“It was great to travel for the first time to Honduras, where I plan to return in subsequent summers,” says Jeff Stallman, graduate student, Department of Botany and Plant Pathology."
Stallman works with faculty advisors, Cathie Aime, professor and director of Purdue’s Herbaria, and Danny Haelewaters, visiting professor at Ghent University, to survey tropical mycology for baseline data on novel fungi (Leotiomycetes). He was a 2022 recipient of a grant from the College of Agriculture’s D.Woods Thomas Memorial Fund, which is administered by the office of International Programs in Agriculture (IPIA). This distinguished award provides graduate students in the College of Agriculture financial support to travel internationally to conduct research. Stallman’s research grant was used to focus on the biodiversity of fungi in Cusuco National Park.
“Jeff's research is part of the long-term fungal inventory we started in Cusuco National Park,” said Haelewaters. “His summer research was the first field season of standardized research following a 2019 preliminary survey.”
Stallman joined an OpWall expedition to Cusuco National Park for seven weeks, serving as a mycologist on site.

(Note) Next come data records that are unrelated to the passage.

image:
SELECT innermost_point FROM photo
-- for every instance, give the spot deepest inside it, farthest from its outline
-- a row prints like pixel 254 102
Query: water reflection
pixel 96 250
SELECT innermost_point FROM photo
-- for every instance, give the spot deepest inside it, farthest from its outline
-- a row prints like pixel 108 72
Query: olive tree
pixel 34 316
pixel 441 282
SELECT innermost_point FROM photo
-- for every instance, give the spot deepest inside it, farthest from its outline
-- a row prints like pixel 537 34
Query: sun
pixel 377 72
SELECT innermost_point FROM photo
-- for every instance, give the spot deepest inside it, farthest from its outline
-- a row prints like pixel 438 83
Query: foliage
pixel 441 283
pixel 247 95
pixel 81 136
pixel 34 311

OpWall is a UK-based biodiversity and climate research organization that has worked in Cusuco for over 15 years, with teams focusing on vegetation, bats, birds, reptiles, mammals, and now—fungi, thanks to Jeff and his advisors.
“It is difficult to overstate the importance this kind of support can mean to a young scholar of Jeff’s caliber,” says Associate Dean and IPIA Director Gerald Shively. “The D. Woods Thomas Memorial Fund was explicitly established to help launch internationally-focused careers aimed at solving agricultural and natural resource challenges around the globe. It is tremendously exciting to support Jeff’s work in this way, which clearly honors D. Woods Thomas’s legacy and IPIA’s goal of expanding Purdue’s global engagement.”
According to Stallman, continued study of these sites is important since long-term fungal studies are rare, particularly in tropical systems, and Honduras currently does not have resident mycologists working on fungal taxonomy or systematics. The national park is set predominantly in a cloud forest with relatively high habitat heterogeneity (varying between 1,100 m – 2,200m in elevation).
“The fungi were diverse and fantastic,” says Stallman. “I had a great time leading fungal survey’s, teaching students, and collecting over 500 samples of interesting and vibrantly colorful fungi.”